Some of those titles, though, are still things I’d very much like to read, even if it’s at some ill-defined point in the deep future… like sometime after 2035. Other things in the pile won’t even make that cut. Those, I’ll shuffle off to Goodwill or maybe sell off to Wonderbooks for pennies on the dollar. Either way, some of the collection will work its way back into circulation next week.

For the rest, maybe four or five individual shelves worth, I’ve ordered up a bundle of banker’s boxes and acid free packing paper. Those will be going into long-term storage. It may be decades before they see the light of day again… but having spent no more than a dollar or two on any one of them, keeping them around doesn’t cause me any particular heartburn aside from needing to free up some floor space in one of the closets. That’s not too high a price to pay to make a bit more prime space available for new additions of more immediate interest.

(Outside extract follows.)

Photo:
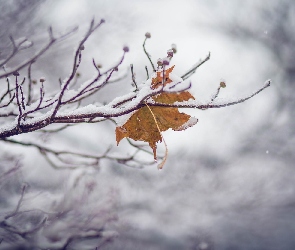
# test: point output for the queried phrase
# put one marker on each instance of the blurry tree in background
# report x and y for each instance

It’s times like this I deeply regret not buying the house with a finished basement or a 4th bedroom.

It’s Mountain Williams if you’re being formal…

I know I’ve once again come late to the party, but I just finished reading Hilllbilly Elegy over the weekend. I know in in the relatively short time from publication to the release of its movie version, it’s gone from media darling to being trashed for the author’s politics. It’s hardly the first time a “problematic” book has ended up on my shelves and it surely won’t be the last to find a home there.

Avoiding any political discussion of the author or anything else, I clearly heard echoes of truth in the text – echoes from a childhood back home and back when, down in the valleys of Maryland’s coal country.

Though I grew up in Squirrel Neck Hollow – or up squirrel neck if you’re local – I don’t have a particular strong affinity for hillbilly culture as Vance describes it. I might not have been raised in it, but the first half of my life was strongly flavored by it.

I mercifully missed out on the drug abuse and abject poverty – though both were in abundance no more than a stone’s throw away back in the 80s. The stories of batshit crazy relatives, of shouting matches, knockdown drag out fights over small piques of honor, of the extended family living way too close and being way too involved in everyone else’s lives stirred more than a few long slumbering memories.

It’s hard not to reflect on how my own life has spooled out as he mused about alternative opportunities of success for those who went away – who joined the military, followed career paths out of the mountains and hollows, went away to college, or through circumstances found themselves further afield.

I’m not sure I buy into all of J.D. Vance’s theories, but credit where it’s due, because he painted a picture of a world that I might not have entirely lived in, but that I walked through often enough to recognize authenticity when I see it.